First run in 1905, the Dipsea is the oldest trail race in America. It is run every year on the second Sunday in June. The scenic 7.4 mile course from Mill Valley to Stinson Beach is considered to be one of the most beautiful courses in the world.
The stairs and steep trails make it a grueling and treacherous race. And its unique handicapping system has made winners of men and women of all ages. Because of its beauty and challenge, it is a very popular event, and because of safety and environmental concerns the number of runners is limited to about 1,500.

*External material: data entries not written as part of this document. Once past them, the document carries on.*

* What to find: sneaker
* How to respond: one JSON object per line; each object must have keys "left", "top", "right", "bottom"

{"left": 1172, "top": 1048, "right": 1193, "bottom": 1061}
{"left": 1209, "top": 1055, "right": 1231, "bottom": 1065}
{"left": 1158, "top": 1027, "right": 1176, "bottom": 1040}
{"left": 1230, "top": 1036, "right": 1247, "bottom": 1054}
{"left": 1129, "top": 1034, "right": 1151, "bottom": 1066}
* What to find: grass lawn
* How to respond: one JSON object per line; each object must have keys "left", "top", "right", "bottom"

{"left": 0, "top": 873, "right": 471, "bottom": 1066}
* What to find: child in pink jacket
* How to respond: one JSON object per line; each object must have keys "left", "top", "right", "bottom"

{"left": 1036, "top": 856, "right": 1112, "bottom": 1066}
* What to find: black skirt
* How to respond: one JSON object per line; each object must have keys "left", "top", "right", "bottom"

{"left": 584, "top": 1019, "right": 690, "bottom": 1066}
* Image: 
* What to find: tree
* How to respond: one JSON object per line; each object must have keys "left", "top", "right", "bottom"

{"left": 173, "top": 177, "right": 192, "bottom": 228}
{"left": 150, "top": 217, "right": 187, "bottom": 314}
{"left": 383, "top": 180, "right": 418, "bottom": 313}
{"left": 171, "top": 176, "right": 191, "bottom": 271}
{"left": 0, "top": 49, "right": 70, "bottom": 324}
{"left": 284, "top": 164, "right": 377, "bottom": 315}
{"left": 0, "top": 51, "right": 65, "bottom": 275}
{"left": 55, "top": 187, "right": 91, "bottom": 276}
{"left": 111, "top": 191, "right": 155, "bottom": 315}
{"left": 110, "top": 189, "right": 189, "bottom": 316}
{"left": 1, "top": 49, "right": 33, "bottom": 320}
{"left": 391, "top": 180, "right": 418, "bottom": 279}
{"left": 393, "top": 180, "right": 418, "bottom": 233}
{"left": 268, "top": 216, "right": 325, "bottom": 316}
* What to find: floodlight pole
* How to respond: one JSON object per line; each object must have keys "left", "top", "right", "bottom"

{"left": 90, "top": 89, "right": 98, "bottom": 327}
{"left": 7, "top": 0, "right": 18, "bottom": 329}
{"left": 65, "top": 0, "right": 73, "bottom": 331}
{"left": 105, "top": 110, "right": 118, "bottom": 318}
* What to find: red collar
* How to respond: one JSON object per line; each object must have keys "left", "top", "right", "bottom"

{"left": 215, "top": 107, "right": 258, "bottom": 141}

While racers enter from all over the world, the Dipsea is primarily a Northern California event and the entry process is tilted slightly to favor local contestants.
The Dipsea Race Course
It begins in downtown Mill Valley with a sprint down Throckmorton to the Old Mill Park, then up three flights of stairs as tall as a fifty-story building, and up some more through an old horse ranch to Windy Gap. Then it plunges down into Muir Woods across Redwood Creek and begins a tough grind up through the trees over trails named "Dynamite" and "Cardiac." At the top of Cardiac, the course levels out before it plunges down through the "Swoop", over the rocks and roots of "Steep Ravine" and the discouragingly steep climb up "Insult Hill." Finally, as the course follows the relatively gentle slope of The Moors toward the ocean, Stinson Beach is in sight a mile ahead. This is where experienced racers resort to secret short cuts and where others racers will sprint the last quarter mile in an effort to move up a couple of places in the final results.